14 October 2010

Mustard Roasted Chicken and Super Crispy Roast Potatoes

As the sweltering summer days and nights gradually turn to a cool-autumn, I've instituted a new tradition -- the Sunday Roast! While the practice of cooking a large hunk of meat for an extended period of time has been maintained by families all over the place for countless generations, it is a bit of a novelty for me. I typically prefers a side dish or collection of appetizers for dinner, and am generally intimidated by cooking meat. Nonetheless, with some encouragement from my significant other, I've decided to make a regular go at roast beast, thus achieving one of my blog-goals of "cooking like a grown-up". 

Meat you say? Does the Sunday Roast require meat? Not always. As the fall turns to winter, I'll attempt to shake things up with some non-meat-roasted-main courses. But the end goal is the same -- a hearty dinner that Grandma would be proud of.
To start things off I went the manageable route with Roast Chicken. Chicken is pretty familiar, and I'd seen versions of this recipe both simple and complex in various sources -- a mustard roasted "devil's" chicken, which from what I can tell has its origins in the U.S. in a recipe written by Julia Child. After perusing several different versions, I thought I would wing it and create my own version. To begin with, I flattened my bird by removing his little backbone with a pair of kitchen scissors. This was a first attempt and relatively easy, largely due to the super sharp scissors on hand. Flattening the bird does make the cooking faster and more uniform, the carving relatively simpler, and I'm guessing is good for the environment too? (something I won't be boasting of later in the winter when I start cooking short ribs for 8 hours straight). 

Roast potatoes are, of course, the perfect accompaniment to chicken. I used the clever British method of peeling, par-boiling, draining, returning to pot to shake and ruffle the edges of said potatoes, and finally roasting to produce a crispy, golden on the outside, gorgeously creamy on the inside, spud. A green vegetable of some sort would be a nice compliment to the yellow-beige color tones of this dinner, alas I couldn't get to it, as I was busying myself with making a traditional dessert to accompany the meal (see my next post!).
Crunchy Mustard Roasted Chicken

1 whole chicken, approximately 2-3 lb
3 tbsp good quality mustard (not French's!)
2 tbsp butter, melted PLUS 1 tbsp unmelted
1/2 tsp Worcestershire sauce
1 tsp vegetable or canola oil
Salt and Pepper
Dried Oregano
3/4 cup fresh bread crumbs or Panko

Preheat oven to 400 F. Begin by preparing Chicken: with a sharp pair of kitchen shears, cut along both sides of backbone of the chicken, removing bone entirely. Salt and pepper both sides of the bird and press chicken flat into baking/roasting pan large enough to hold both the chicken and potatoes, spread with vegetable or canola oil. The skin of the bird should be relatively dry (if not pat dry with a paper towel before salting and peppering). 

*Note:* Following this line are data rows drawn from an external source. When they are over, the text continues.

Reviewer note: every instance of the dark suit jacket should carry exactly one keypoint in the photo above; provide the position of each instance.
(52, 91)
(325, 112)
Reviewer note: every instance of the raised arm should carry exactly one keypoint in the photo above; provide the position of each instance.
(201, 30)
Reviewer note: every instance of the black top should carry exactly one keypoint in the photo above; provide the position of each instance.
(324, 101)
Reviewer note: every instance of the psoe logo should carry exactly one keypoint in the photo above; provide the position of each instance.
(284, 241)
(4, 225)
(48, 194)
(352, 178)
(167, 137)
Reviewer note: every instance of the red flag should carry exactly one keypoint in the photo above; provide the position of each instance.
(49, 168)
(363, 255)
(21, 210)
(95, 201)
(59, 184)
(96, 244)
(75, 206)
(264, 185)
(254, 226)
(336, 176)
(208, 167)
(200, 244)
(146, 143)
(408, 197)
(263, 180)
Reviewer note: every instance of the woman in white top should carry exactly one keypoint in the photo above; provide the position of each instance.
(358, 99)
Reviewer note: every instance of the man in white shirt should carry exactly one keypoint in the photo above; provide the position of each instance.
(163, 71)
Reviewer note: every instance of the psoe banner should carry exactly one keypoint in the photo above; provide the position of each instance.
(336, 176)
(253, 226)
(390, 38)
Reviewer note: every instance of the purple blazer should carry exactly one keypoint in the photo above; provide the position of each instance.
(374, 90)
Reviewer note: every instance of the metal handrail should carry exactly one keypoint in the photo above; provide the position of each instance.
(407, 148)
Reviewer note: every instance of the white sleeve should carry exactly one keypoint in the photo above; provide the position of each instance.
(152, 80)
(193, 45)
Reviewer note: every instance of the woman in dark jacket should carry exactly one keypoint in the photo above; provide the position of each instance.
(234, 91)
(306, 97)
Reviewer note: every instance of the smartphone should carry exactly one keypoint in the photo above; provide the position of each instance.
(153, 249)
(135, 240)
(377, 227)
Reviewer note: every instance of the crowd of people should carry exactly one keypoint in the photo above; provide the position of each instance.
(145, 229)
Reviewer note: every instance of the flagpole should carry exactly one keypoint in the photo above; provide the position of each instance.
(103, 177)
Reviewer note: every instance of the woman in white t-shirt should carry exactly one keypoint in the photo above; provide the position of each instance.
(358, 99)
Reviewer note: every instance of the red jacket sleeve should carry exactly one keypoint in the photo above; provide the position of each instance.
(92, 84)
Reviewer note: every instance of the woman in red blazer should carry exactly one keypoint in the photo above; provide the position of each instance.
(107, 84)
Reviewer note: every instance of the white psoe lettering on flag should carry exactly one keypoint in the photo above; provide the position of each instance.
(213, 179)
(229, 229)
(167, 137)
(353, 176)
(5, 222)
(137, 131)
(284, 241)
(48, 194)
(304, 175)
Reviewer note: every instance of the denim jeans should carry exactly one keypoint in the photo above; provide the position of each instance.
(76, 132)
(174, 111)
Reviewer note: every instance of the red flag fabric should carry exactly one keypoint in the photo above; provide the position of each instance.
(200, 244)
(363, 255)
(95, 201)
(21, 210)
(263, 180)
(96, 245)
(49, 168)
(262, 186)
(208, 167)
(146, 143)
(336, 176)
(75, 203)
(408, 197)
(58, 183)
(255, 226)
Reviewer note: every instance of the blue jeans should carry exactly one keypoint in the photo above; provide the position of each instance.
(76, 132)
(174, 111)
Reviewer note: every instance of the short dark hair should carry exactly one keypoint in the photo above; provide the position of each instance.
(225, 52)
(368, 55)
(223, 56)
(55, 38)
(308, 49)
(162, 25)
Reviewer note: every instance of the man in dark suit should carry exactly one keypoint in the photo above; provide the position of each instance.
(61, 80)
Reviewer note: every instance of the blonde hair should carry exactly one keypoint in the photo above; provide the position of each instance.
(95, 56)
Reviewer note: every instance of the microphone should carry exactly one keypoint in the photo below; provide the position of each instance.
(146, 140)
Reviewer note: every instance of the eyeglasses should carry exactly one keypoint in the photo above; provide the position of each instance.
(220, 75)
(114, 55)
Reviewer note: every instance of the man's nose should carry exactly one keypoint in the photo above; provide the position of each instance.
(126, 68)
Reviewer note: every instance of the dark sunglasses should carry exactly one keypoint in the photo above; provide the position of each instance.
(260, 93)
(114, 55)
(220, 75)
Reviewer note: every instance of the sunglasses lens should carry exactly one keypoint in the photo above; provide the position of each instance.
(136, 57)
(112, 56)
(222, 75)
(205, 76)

Melt the butter and combine with mustard and Worcestershire sauce. Brush mustard all over the chicken and then coat with bread crumbs, pressing them gently into the mustard coating so they stick. Sprinkle with oregano. Cut up remaining 1 tablespoons of butter into little pieces and scatter around the top of the chicken. 

Roast for approximately 45-55 minutes till crispy on the outside, and when the juices run clear when you pierce a thigh with a skewer. Remove from the oven and let sit for 10 minutes before carving. 

*When consulting Joy of Cooking they indicate that if you have a larger bird -- say 4 pounds -- it will take about 55 - 65 minutes to roast. 

Super Crispy Roast Potatoes

1 pound smallish baking Potatoes (russets or Idahos 
2 tbsp olive oil
salt and pepper

Prepare a large saucepan of cold water. Wash potatoes and then peel and cut into 1 inch wedges, placing in the saucepan of water as you go along to prevent them from discoloring. Add 1 tsp salt, cover pan and bring to a rapid boil. Turn down slightly so they don't boil over, and cook for about 8 minutes. Drain in colander and shake as much water from them as possible. Return to the same saucepan and cover and place over low heat. At this stage the steam and heat from the burner should dry them out. Leave on stove top for no more than one minute. Turn off heat and holding the lid in place with a towel, shake the saucepan up and down and from side to side for about 20 seconds. This roughens the edges of the potatoes allowing them to become extra crispy in the oven. 

Uncover saucepan and drizzle potatoes with olive oil and salt and pepper. Place in roasting pan around chicken. Don't worry about them being too covered in the oil as juices from the chicken will further allow them to brown and turn crispy. (Alternately, if you are making the potatoes by themselves, you should add a bit more oil so they are lightly coated. Goose or duck fat is also great here if you can get your hands on some of it. Additionally, a sprig or two of rosemary added to the pan would be nicely aromatic!)


  1. yum! i am going to try this with my CSA potatoes!!

  2. Nice! Yes, the method definitely works... I may try it with the purple potatoes too.